Friday, March 18, 2011

Looks like we're going to war again

(Additional Libya news resource: NPR's Libya live blog)

Josh Rogin on the Foreign Policy website:

Several senators emerged from the briefing convinced that the administration was intent on beginning military action against the forces of Col. Muammar al-Qaddafi within the next few days and that such action would include both a no-fly zone as well as a "no-drive zone" to prevent Qaddafi from crushing the rebel forces, especially those now concentrated in Benghazi.

"It looks like we have Arab countries ready to participate in a no-fly and no-drive endeavor," Sen. Lindsey Graham (R-SC) told reporters after the briefing.

Asked what he learned from the briefing, Graham said, "I learned that it's not too late, that the opposition forces are under siege but they are holding, and that with a timely intervention, a no-fly zone and no-drive zone, we can turn this thing around."
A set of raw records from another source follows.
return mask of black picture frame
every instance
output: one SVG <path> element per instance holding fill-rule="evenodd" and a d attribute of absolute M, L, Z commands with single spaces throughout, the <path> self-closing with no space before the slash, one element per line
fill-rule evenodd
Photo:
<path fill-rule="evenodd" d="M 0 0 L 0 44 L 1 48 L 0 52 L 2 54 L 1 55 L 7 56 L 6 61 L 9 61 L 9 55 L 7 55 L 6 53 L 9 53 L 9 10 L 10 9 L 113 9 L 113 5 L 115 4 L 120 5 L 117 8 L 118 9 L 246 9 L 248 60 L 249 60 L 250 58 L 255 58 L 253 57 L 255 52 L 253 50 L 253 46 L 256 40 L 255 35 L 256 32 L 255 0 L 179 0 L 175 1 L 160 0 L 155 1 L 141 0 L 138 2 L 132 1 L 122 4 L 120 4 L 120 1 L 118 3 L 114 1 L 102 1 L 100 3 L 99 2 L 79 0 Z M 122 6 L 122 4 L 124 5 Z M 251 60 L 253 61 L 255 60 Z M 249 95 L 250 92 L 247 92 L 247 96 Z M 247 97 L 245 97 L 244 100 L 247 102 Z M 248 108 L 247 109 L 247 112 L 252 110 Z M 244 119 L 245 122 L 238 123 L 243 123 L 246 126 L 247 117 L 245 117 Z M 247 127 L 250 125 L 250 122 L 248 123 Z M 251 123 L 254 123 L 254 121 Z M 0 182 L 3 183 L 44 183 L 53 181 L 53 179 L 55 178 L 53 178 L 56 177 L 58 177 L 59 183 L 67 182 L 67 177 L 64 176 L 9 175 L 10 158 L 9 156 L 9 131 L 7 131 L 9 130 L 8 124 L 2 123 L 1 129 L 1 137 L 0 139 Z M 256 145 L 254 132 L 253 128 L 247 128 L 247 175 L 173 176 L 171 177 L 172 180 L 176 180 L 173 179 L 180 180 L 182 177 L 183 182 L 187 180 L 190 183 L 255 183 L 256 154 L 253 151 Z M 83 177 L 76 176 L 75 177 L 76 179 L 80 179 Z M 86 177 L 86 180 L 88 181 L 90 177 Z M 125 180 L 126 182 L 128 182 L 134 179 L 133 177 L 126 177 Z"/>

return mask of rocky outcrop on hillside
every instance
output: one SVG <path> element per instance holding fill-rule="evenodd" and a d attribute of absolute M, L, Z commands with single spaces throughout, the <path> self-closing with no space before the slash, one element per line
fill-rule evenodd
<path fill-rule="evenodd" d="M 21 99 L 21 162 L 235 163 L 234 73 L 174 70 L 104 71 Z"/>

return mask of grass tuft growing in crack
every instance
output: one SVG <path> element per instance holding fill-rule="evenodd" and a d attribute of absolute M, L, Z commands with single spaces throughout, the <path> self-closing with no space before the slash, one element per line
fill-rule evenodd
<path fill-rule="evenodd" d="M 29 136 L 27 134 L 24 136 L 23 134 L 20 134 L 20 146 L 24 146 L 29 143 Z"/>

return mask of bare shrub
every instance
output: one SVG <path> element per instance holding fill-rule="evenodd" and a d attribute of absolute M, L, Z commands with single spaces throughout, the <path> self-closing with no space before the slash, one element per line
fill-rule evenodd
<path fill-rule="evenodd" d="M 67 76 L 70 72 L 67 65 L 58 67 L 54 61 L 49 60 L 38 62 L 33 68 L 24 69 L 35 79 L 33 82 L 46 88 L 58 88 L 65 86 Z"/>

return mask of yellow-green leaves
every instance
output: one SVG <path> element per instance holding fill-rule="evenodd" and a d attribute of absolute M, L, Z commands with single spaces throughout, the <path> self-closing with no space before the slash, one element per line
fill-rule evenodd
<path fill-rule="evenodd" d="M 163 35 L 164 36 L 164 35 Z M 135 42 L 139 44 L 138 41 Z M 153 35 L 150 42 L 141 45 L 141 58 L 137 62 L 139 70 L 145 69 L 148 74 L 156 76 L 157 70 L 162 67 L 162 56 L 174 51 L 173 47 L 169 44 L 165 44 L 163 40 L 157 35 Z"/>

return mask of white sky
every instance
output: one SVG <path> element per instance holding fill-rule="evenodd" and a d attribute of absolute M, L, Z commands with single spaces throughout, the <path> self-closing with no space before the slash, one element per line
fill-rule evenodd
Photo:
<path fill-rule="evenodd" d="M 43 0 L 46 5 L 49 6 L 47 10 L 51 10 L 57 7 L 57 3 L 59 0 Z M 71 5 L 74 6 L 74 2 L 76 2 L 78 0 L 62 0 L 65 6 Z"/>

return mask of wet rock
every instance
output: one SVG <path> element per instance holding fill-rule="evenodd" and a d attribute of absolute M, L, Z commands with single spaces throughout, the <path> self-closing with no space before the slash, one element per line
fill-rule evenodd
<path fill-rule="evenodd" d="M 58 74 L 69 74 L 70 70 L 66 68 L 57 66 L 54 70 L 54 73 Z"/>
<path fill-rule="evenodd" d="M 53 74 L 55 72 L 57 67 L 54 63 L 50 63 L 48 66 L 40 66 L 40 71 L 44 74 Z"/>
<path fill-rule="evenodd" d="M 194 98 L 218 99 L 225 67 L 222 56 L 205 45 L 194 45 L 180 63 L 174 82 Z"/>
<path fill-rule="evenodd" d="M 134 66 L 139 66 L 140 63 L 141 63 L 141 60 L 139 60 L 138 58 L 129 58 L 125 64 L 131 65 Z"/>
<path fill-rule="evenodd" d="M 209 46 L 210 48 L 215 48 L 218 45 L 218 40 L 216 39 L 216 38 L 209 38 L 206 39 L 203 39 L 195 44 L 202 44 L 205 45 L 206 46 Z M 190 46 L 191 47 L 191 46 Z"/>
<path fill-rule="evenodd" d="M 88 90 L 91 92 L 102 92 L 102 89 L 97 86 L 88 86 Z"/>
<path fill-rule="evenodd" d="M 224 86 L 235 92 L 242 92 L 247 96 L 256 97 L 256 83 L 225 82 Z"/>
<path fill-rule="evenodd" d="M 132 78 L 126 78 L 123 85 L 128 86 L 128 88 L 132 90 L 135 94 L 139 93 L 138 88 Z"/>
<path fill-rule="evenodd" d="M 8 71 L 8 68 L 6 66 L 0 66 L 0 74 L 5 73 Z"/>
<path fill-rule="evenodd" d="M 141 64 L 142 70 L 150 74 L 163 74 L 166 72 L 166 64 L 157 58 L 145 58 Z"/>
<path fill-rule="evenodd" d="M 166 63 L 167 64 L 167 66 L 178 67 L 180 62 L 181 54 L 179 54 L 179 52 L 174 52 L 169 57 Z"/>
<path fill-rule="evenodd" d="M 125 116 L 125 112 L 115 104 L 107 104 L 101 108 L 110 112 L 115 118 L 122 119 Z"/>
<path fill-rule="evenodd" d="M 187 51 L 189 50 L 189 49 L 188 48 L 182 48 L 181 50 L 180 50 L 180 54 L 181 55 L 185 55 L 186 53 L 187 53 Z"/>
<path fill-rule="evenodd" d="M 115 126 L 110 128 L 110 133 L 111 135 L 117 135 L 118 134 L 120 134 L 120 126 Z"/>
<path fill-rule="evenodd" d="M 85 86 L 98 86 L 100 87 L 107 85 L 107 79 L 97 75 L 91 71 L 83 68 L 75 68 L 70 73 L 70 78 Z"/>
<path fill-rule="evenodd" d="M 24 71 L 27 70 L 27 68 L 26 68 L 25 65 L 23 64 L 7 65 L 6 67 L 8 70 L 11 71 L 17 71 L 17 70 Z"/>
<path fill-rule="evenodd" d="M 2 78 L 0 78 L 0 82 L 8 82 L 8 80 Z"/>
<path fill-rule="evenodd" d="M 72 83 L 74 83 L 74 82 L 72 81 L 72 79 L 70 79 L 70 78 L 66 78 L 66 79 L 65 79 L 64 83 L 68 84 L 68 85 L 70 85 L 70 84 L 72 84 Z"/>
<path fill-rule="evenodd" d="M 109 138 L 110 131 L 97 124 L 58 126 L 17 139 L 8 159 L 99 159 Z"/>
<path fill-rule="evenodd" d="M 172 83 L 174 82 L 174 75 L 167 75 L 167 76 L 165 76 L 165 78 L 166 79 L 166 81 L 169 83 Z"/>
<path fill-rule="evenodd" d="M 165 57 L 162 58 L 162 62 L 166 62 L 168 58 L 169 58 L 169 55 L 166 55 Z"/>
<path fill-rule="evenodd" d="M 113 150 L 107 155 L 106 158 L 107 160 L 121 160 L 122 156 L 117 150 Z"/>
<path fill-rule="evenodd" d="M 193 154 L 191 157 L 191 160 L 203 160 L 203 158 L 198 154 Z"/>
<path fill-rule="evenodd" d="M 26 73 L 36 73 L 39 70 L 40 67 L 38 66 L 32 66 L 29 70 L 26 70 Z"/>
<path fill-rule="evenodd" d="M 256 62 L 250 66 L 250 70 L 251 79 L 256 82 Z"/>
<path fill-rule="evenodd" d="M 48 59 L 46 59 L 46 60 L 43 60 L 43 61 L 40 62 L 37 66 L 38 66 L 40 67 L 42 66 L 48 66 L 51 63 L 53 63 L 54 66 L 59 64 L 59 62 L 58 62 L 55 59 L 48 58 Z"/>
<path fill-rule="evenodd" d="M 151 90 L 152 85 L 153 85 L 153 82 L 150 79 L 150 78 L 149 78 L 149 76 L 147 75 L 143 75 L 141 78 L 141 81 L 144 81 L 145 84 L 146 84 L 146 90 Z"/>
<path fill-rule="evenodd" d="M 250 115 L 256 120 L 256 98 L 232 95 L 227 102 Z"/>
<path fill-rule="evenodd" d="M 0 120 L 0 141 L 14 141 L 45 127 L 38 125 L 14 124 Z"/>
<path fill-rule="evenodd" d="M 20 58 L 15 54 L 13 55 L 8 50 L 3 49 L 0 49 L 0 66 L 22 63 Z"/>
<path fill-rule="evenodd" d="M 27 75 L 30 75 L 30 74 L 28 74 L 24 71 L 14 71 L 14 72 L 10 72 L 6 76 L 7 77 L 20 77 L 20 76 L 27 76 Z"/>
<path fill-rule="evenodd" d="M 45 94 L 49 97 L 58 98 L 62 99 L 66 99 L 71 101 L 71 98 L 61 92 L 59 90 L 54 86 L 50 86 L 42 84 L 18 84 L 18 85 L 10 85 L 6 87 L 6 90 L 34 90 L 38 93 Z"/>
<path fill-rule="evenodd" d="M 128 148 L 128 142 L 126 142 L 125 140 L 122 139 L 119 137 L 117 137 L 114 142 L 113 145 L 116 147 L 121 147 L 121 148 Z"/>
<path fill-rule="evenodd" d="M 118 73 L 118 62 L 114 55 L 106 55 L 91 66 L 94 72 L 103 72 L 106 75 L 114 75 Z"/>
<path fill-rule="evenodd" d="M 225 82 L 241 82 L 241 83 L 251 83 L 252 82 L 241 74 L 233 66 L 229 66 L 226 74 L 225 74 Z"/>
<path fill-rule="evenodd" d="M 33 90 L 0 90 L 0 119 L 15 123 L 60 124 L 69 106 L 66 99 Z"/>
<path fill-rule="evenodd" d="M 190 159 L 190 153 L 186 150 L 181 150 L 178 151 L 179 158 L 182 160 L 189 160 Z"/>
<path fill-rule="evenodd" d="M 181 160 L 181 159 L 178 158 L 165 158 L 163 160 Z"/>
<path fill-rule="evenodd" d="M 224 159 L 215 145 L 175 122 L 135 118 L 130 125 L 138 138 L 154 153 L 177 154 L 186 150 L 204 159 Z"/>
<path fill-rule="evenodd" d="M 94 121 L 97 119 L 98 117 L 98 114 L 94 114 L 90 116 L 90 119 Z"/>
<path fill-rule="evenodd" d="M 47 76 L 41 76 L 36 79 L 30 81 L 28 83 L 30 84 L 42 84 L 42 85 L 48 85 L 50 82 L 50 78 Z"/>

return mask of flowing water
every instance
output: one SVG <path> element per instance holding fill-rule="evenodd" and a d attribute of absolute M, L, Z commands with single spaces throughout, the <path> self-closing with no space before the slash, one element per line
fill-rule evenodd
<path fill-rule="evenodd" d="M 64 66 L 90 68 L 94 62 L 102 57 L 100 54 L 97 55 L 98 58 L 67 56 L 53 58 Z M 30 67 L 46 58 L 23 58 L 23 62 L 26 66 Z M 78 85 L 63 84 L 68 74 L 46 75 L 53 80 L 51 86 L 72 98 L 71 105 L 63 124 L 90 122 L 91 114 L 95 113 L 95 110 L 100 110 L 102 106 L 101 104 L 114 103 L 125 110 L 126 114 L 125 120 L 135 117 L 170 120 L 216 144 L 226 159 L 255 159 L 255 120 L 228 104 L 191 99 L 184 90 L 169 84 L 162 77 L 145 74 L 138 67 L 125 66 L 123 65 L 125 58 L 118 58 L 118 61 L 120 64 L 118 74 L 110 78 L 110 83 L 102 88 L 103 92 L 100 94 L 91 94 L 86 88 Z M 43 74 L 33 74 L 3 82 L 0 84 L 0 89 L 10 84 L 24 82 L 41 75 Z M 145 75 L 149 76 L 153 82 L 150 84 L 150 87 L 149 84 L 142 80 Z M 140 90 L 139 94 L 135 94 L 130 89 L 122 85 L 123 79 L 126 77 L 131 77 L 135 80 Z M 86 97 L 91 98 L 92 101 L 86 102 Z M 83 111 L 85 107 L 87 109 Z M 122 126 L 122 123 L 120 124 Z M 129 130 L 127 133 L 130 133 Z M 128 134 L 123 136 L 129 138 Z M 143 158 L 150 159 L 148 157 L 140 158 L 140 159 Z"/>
Sounds like war to me. Greenwald points out that it's totally unconstitutional for the president to unilaterally get us involved in a war of choice, and that Obama and Hillary Clinton have both articulated this point forcefully in the past:
Obama's answer seems dispositive to me on the Libya question: "The President does not have power under the Constitution to unilaterally authorize a military attack in a situation that does not involve stopping an actual or imminent threat to the nation." And he went on to say that the President could constitutionally deploy the military only "in instances of self-defense." Nobody is arguing -- nor can one rationally argue -- that the situation in Libya constitutes either an act of "self-defense" or the "stopping of an actual or imminent threat to the nation." How, then, can Obama's campaign position possibly be reconciled with his ordering military action in Libya without Congressional approval (something, it should be said, he has not yet done)?
My assumption is that after Obama meets with congressional leaders at 12:30 Eastern time (presumably happening as I write this) and speaks to the nation at 2:00pm Eastern, he will ask for and get from Congress an authorization to use force in Libya. I read somewhere that American public opinion is currently against military intervention in Libya, but I just don't picture Congress saying "No" when the President asks "Do I have your permission to bomb Qaddafi?"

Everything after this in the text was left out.